Mas é aí que mora a sacada. Aquele truque sonoro não é só um efeito bonitinho. Ele resume tudo o que Missy representava: pegar uma convenção (no caso, a ideia de que letra de música tem que ser compreensível) e virar do avesso, literalmente. Enquanto o pop e o hip-hop da época competiam para ser mais explícitos, mais diretos, Missy fez o oposto — escondeu a parte mais provocante atrás de um efeito de estúdio, obrigando o ouvinte a se inclinar para mais perto, a ficar curioso, a participar. "Work It" não te entrega tudo de bandeja. Ela te convida pra dentro da brincadeira.
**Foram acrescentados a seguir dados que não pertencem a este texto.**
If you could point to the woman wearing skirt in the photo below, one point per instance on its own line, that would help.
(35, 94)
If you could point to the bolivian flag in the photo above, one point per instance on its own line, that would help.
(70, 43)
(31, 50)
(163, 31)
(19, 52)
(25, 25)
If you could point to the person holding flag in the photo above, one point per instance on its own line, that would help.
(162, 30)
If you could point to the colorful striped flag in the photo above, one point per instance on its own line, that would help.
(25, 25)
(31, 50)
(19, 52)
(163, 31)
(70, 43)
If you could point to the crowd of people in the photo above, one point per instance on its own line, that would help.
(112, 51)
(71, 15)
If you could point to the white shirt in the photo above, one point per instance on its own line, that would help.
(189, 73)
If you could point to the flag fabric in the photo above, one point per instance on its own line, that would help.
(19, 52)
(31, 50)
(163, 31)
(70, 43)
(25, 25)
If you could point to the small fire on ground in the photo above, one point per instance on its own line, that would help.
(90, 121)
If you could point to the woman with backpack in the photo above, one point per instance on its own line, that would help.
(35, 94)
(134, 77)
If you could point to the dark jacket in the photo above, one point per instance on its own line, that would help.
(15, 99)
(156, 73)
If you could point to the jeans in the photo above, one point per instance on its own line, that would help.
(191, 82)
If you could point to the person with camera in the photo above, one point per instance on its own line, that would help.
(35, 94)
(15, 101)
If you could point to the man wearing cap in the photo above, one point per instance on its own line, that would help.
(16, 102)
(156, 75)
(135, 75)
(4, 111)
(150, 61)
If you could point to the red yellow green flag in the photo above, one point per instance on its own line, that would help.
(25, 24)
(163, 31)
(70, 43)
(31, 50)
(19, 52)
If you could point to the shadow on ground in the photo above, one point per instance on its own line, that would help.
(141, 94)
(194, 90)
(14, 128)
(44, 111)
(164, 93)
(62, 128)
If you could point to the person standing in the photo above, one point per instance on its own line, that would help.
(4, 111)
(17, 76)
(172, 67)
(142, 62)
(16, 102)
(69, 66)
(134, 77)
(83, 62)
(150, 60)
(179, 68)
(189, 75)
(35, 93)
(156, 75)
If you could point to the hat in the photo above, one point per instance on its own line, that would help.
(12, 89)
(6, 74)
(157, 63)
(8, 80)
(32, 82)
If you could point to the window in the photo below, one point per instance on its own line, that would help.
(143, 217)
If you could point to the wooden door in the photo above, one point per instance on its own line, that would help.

Virginia Beach, dois gênios e uma amizade de infância
Para entender "Work It" é preciso voltar a Virginia Beach, na Virgínia, costa leste dos Estados Unidos. Não é Nova York, não é Los Angeles, não é Atlanta — não é nenhum dos grandes templos do hip-hop. E talvez seja exatamente por isso que o som que saiu de lá nos anos 1990 e 2000 tenha sido tão estranho e tão original. Melissa Arnette Elliott cresceu ali, numa infância que ela mesma já relatou como marcada por dificuldades e violência doméstica, e encontrou na música a rota de fuga e de reinvenção.
A peça que faltava era um amigo de adolescência: Tim Mosley, que o mundo conheceria como Timbaland. A dupla Missy e Timbaland é uma daquelas parcerias raras em que dois talentos se amplificam em vez de competir. Timbaland construía batidas que pareciam vir de outro planeta — silêncios estranhos, ruídos de boca, percussões que soavam como hidráulica de máquina —, e Missy escrevia, cantava, rimava e produzia por cima daquilo com uma liberdade que pouca gente tinha. "Work It" saiu no álbum Under Construction, de 2002, num momento em que Missy já era uma estrela consagrada, mas decidiu fazer um disco que era uma carta de amor à era de ouro do hip-hop dos anos 1980 e 1990.
Aqui vale plantar uma ponte para quem, no Brasil, sempre teve um pé no rock e no pop internacional: Missy e Timbaland eram, na essência, o que chamamos de "produtores de estúdio totais" — gente que pensava o som como uma escultura, camada por camada, do mesmo jeito que os grandes produtores do rock progressivo ou da new wave pensavam seus discos. Se você curte a obsessão de estúdio de bandas que tratavam o estúdio como instrumento, o trabalho de Timbaland conversa diretamente com isso, só que transposto para o universo do beat. E a estética futurista, robótica, quase de ficção científica dos clipes de Missy é prima distante daquela mesma fascinação por tecnologia que sempre rondou o rock eletrônico e o pop dos anos 1980.
O que a letra realmente está dizendo
Por baixo da diversão, "Work It" é uma faixa sobre poder feminino e desejo nos próprios termos. Missy fala de sexo e de atração com uma franqueza que, vinda de uma mulher, ainda era tratada como escandalosa no início dos anos 2000. Só que ela não se coloca como objeto de desejo de ninguém — ela é quem dá as cartas, quem avalia, quem decide, quem dita o ritmo. A canção inteira é construída a partir do ponto de vista de uma mulher que sabe exatamente o que quer e não pede licença para querer.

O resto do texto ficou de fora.